Der heimtückische Hormoncocktail versetzt Pubertierende in den Irrglauben, dass Gangster-Rapper ein veritabler Beruf sei. Es ist aber auch nicht einfach, tagsüber mit Konjugationen und nachts mit Ejakulationen zurecht zu kommen. Während Mädchen in der Pubertät ihren ersten BH bekommen, um fremde Blicke im Zaum zu halten, sind Jungen auf sich alleine gestellt, wenn sie im Sportunterricht mit der Latte zu kämpfen haben. Mit der Pubertät wird bei Mädchen ein Problem immer gewichtiger: ihr Körper. Es wird in ihrem weiteren Leben kein Tag mehr vergehen, an dem sie sich nicht darüber beklagen, dass Brüste oder Po entweder zu groß oder zu klein sind und nicht so wie bei Heidi Klum…

Waren damals im Kindergarten Ärztin oder Prinzessin noch angesagte Berufswünsche, sind pubertierende Mädchen überzeugt, Karriere als Instagram-Model machen zu müssen. Um entdeckt zu werden, posten sie nicht selten täglich neue Selfies, auf denen sie dank Muttis Schminke und dem richtigen Foto-Filter auszusehen glauben wie Mitte 20. Dabei erinnern ihr schräger Duck-Face-Blick und der vermeintliche Kussmund eher an einen Schlaganfall. Viele Eltern hoffen in dieser Phase, dass am Märchen vom hässlichen Entlein etwas dran ist, da die Modelkarriere der Tochter ohne digitale Fotobearbeitung allenfalls für eine Werbekampagne für Hundefutter ausreichen dürfte…

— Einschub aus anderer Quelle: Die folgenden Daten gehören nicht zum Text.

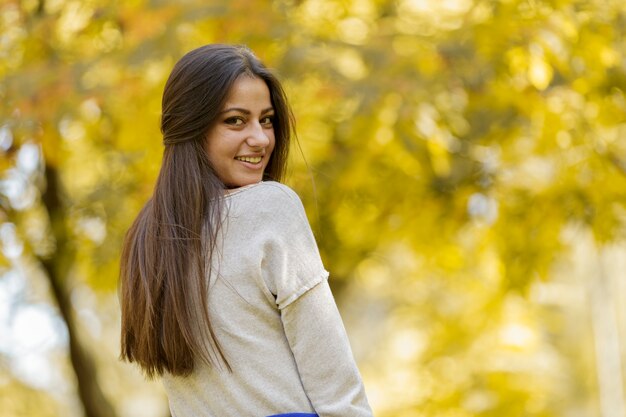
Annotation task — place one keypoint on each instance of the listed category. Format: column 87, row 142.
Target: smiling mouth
column 250, row 159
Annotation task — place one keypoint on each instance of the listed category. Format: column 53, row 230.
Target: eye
column 234, row 121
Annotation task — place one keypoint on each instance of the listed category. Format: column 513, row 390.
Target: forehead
column 250, row 91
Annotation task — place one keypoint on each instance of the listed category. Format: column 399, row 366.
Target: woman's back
column 266, row 260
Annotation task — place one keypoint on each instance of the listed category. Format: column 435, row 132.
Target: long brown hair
column 166, row 254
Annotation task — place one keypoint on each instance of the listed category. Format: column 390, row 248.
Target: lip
column 255, row 167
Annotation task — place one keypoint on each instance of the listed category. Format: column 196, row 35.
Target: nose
column 258, row 136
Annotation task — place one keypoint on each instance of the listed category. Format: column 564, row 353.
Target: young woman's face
column 241, row 142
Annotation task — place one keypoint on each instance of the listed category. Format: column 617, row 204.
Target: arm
column 321, row 348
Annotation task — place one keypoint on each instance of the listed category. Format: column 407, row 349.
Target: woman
column 223, row 292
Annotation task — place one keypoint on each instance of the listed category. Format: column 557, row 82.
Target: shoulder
column 271, row 198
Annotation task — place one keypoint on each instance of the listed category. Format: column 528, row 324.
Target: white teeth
column 251, row 159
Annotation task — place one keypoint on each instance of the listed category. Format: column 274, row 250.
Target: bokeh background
column 462, row 163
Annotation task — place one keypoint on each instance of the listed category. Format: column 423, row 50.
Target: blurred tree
column 455, row 146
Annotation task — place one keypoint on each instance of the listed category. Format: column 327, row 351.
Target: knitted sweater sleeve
column 320, row 346
column 311, row 320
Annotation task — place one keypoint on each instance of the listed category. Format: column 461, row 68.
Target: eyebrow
column 244, row 111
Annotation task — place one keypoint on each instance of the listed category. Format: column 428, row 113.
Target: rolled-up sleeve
column 320, row 345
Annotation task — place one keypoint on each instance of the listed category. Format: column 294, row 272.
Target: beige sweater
column 275, row 318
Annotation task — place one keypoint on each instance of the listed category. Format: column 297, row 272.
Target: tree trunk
column 57, row 267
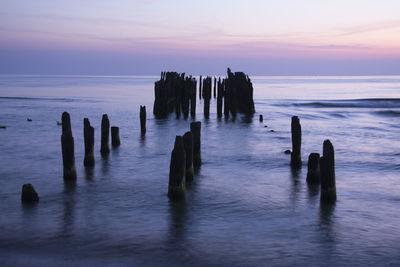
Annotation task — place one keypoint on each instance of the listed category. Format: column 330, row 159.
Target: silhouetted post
column 143, row 119
column 67, row 147
column 220, row 98
column 188, row 144
column 88, row 135
column 105, row 135
column 327, row 166
column 295, row 158
column 28, row 194
column 115, row 141
column 200, row 86
column 313, row 173
column 215, row 87
column 193, row 99
column 195, row 128
column 177, row 181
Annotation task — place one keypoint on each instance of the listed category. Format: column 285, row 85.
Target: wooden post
column 177, row 181
column 295, row 157
column 28, row 194
column 143, row 119
column 313, row 173
column 115, row 141
column 327, row 167
column 220, row 98
column 88, row 135
column 105, row 135
column 67, row 147
column 195, row 128
column 188, row 144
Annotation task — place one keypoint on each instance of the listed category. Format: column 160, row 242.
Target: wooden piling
column 115, row 141
column 327, row 170
column 195, row 128
column 177, row 170
column 188, row 144
column 67, row 147
column 88, row 135
column 295, row 157
column 105, row 135
column 29, row 194
column 143, row 119
column 313, row 173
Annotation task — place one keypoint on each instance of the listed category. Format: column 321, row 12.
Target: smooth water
column 245, row 207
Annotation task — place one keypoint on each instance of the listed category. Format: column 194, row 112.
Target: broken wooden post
column 28, row 194
column 195, row 128
column 143, row 119
column 115, row 141
column 313, row 173
column 105, row 135
column 327, row 169
column 295, row 157
column 200, row 86
column 220, row 98
column 188, row 144
column 67, row 147
column 88, row 136
column 177, row 181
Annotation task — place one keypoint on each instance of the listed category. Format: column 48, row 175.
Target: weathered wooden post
column 220, row 98
column 195, row 128
column 88, row 135
column 28, row 194
column 327, row 167
column 105, row 136
column 313, row 173
column 193, row 99
column 177, row 181
column 188, row 144
column 115, row 141
column 67, row 147
column 200, row 86
column 295, row 157
column 143, row 119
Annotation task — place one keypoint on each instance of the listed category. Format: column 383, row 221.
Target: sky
column 145, row 37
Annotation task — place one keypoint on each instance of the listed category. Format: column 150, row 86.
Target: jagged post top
column 66, row 124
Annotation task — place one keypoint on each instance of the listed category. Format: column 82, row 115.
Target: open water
column 245, row 207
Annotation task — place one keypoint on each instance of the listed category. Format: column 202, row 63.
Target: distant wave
column 353, row 103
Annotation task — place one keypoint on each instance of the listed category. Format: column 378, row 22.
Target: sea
column 245, row 206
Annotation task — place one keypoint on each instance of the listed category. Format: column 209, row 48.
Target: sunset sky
column 287, row 37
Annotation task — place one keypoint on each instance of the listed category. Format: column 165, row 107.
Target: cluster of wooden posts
column 321, row 170
column 176, row 92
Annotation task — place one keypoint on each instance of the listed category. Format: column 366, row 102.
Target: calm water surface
column 245, row 207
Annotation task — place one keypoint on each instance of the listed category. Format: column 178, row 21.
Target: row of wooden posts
column 176, row 92
column 320, row 169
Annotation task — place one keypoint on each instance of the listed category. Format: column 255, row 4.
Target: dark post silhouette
column 105, row 135
column 313, row 173
column 143, row 119
column 88, row 135
column 220, row 98
column 188, row 144
column 115, row 141
column 177, row 172
column 28, row 194
column 295, row 157
column 327, row 167
column 195, row 128
column 67, row 147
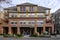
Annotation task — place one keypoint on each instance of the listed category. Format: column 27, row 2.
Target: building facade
column 27, row 19
column 56, row 21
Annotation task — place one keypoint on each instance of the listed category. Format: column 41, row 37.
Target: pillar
column 49, row 30
column 9, row 30
column 44, row 29
column 18, row 30
column 1, row 30
column 52, row 28
column 18, row 27
column 35, row 28
column 44, row 26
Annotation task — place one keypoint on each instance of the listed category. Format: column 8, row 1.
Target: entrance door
column 26, row 32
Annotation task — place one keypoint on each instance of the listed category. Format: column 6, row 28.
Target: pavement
column 32, row 38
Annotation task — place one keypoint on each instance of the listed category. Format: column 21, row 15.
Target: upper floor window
column 22, row 22
column 22, row 8
column 14, row 15
column 31, row 21
column 31, row 8
column 40, row 15
column 22, row 15
column 46, row 11
column 13, row 22
column 40, row 22
column 31, row 15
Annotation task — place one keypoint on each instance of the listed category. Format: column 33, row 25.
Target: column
column 2, row 30
column 35, row 28
column 44, row 26
column 52, row 28
column 44, row 29
column 49, row 30
column 9, row 30
column 18, row 30
column 18, row 27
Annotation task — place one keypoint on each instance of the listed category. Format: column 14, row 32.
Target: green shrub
column 34, row 35
column 5, row 35
column 18, row 35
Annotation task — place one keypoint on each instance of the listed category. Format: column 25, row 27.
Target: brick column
column 18, row 30
column 49, row 30
column 1, row 30
column 44, row 26
column 9, row 30
column 18, row 27
column 35, row 28
column 52, row 28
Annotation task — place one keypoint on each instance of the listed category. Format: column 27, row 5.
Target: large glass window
column 14, row 15
column 31, row 22
column 31, row 15
column 13, row 22
column 40, row 15
column 31, row 8
column 40, row 22
column 22, row 22
column 22, row 8
column 22, row 15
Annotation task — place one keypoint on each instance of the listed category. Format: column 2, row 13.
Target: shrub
column 18, row 35
column 5, row 35
column 34, row 35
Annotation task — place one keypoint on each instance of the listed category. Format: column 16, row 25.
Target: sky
column 53, row 4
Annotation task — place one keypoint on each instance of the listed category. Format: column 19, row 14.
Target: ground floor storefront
column 27, row 30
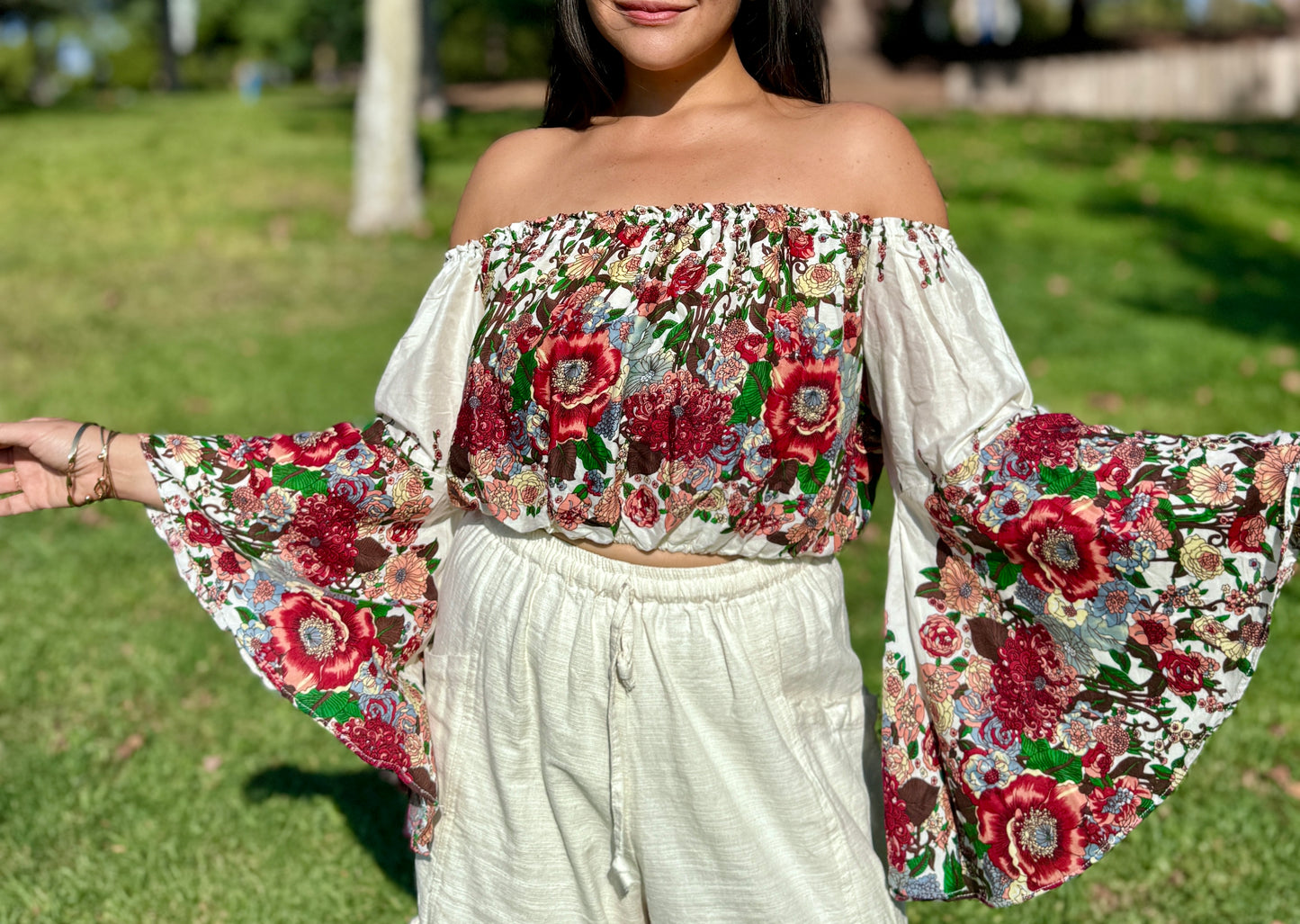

Doch was kann man nun wirklich tun bei der Diagnose Pubertät? Nichts. Man kann allenfalls frühzeitig überlegen, ob man sich statt Kindern vielleicht doch lieber einen Hund zulegt. Den kann man nach 12 bis 14 Jahren im Zweifelsfall einschläfern lassen oder an der Autobahn aussetzen, wenn er zu viel nervt. Außerdem lassen sich Hunde viel besser an die Leine legen und rufen nachts nicht an, wenn sie besoffen irgendwo aufgesammelt werden müssen. Und ständig das neuste Smartphone brauchen sie auch nicht. Zuhause mit Zombies… gruenetomaten@live-magazin.de.

Patrik Wolf

P.S. Die sicherste Verhütungsmethode bei den meisten pubertierenden Teenagern ist ihr Aussehen.